I've done it twice. If you're experiencing significant growth or change in access patterns, you may for example go from Postgres to a KV store.
In one of the cases where I had to switch, we swapped from Cassandra to S3 for 100x OpEx savings since C* couldn't scale cost effectively to our needs, so we rolled a database on top of S3 instead that well out performed C* for our use case (e.g. need to export a 3B row CSV in a minute?).
I'm sure there are rare exceptions but I would imagine if you dug deeply into the business rules around "I need to export a 3,000,000,000 row CSV file" and into what the users are actually trying to accomplish at the end of that workflow, you could find a solution that meets those goals better while also obviating the need to export a 3,000,000,000 row CSV file.
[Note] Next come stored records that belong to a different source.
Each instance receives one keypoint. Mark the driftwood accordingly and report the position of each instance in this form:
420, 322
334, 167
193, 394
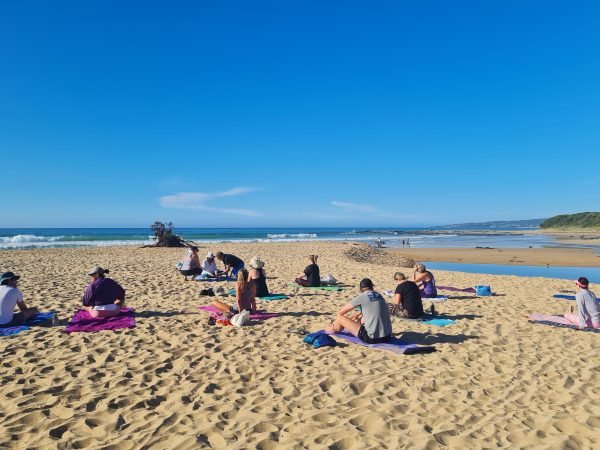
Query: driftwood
165, 236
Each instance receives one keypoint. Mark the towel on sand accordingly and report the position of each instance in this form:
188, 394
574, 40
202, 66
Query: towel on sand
258, 315
83, 322
35, 320
395, 345
558, 321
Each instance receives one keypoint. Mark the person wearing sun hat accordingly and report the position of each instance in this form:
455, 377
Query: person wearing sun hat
11, 296
258, 277
375, 326
103, 296
588, 308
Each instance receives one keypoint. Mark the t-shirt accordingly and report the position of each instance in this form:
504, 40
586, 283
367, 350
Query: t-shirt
313, 275
9, 296
410, 298
102, 291
375, 314
232, 261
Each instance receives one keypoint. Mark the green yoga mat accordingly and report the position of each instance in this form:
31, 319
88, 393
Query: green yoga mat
319, 288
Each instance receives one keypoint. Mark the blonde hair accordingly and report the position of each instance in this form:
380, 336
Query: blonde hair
242, 282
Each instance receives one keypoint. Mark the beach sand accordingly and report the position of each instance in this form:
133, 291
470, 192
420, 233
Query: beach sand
176, 382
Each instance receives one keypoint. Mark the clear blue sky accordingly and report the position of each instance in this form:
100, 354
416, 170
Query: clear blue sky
297, 113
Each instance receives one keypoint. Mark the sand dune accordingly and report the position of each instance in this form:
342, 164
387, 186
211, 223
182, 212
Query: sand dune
176, 382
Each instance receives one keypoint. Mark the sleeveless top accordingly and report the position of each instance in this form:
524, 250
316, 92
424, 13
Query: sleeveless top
260, 284
429, 289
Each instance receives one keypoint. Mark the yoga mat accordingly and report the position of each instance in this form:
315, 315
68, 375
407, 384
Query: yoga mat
35, 320
256, 316
272, 297
319, 288
83, 322
450, 288
395, 345
558, 321
566, 297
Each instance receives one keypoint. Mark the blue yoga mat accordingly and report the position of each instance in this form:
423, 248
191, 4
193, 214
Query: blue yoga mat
566, 297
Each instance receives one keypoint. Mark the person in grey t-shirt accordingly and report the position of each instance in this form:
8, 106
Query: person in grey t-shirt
376, 324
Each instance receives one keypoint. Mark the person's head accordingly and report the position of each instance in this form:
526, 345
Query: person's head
582, 283
98, 272
399, 276
257, 263
9, 279
242, 279
365, 285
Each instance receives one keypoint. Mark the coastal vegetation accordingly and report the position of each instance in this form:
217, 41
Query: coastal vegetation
579, 220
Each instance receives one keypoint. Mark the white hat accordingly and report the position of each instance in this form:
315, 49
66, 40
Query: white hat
256, 263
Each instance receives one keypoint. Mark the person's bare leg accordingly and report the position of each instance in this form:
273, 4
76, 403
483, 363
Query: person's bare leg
223, 307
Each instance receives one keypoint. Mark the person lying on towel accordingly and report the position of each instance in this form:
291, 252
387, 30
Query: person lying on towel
103, 296
374, 325
588, 308
311, 276
11, 296
245, 298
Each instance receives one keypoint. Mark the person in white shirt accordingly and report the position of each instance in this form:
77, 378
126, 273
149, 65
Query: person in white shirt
11, 296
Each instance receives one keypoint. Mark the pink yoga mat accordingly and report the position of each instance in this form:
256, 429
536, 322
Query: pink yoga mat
82, 321
257, 316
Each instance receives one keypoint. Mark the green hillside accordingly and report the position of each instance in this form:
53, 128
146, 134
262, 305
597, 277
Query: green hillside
579, 220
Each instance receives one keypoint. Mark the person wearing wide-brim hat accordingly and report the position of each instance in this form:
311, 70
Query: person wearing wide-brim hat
11, 296
258, 277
> you may for example go from Postgres to a KV store.
If its easy to do this then you are using a tiny fraction of Postgres.
If you want it to be easy to switch your database then you need to code to the lowest common denominator. I would rather use my databases to their fullest potential, rather than purposefully handicap myself because I might have to change it in the future.
I used to design systems so this was possible, but eventually realised it just wasn't needed - I was adding more abstraction and complexity for no reason.
I also don't think it's a good idea. If you don't use the database specific functions out of fear you aren't able to switch anymore, you are probably wasting a lot of potential performance.